Abstract 4357: Soluble ST-2 Concentrations to Predict Sudden Cardiac Death in Stable Heart Failure Patients
Background & Aim: The soluble form of the ST2 receptor (sST2) is released, like B-natriopeptides, by cardiomyocytes in response to mechanical overload. sST2 has been shown useful for predicting short- and long-term risk in heart failure (HF). Sudden cardiac death (SCD) is a poorly predictable HF-complication; we previously showed that NT-proBNP and left atrial size (LA) were prognostic of SCD in a cohort of stable HF patients. Since NT-proBNP and sST2 share some common features, we evaluated the role of sST2 to predict SCD in HF.

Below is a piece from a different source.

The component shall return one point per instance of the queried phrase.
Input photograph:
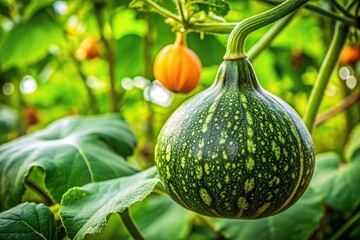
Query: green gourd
(235, 150)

Patients & Methods: A 1:2 case:control design was used. Ninety-nine stable HF patients were included and followed during 3 years (942±323 days); 36 suffered SCD (Cases) and 63 survived (Controls). Cases and Controls were matched by age (66±11 years), sex (83% male) and LVEF (mean: 29%). NT-proBNP and sST2 were measured by immunoassays in serum/ plasma samples collected at inclusion; clinical information was recorded at inclusion and during follow-up.
Results: Cases had more often prior history of ischemic disease (72 vs 44%) and AMI (64 vs 41%), lower eGFR (54 vs 64 mL/min) and higher NYHA class (50 vs 22% in class III), LA (27 vs 23 mm/m2) and NT-proBNP (2873 vs 966 ng/L) than Controls (all variables, p<0.05). sST2 was higher in Cases (0.232 vs 0.121 ng/L, p=0.002) and unrelated to eGFR. ROC analysis of sST2 and NT-proBNP showed optimal cut-points to predict SCD of 0.152 and 2005 ng/L, respectively. sST2 values > 0.152 ng/L were found in 78% of Cases and 44% of Controls (p<0.001). In multivariable analysis sST2, NT-proBNP, eGFR and LA were independent predictors of SCD. When sST2 and NT-proBNP concentrations (dichotomized by the set cut-points) were analyzed combined as a single variable the OR to predict SCD raised to 21.857 (95% CI: 2.655–179.909, p=0.004). eGFR and indexed LA size were weaker predictors of SCD (OR: 1.665 and 1.157, respectively). The area under ROC of the combined variable to predict SCD was 0.869 (95% CI: 0.798 – 0.940).
Conclusions: sST2 is a novel biomarker for SCD prediction in stable HF patients. A multimarker approach using sST2 and NT-proBNP improves the identification of HF patients at high risk of SCD.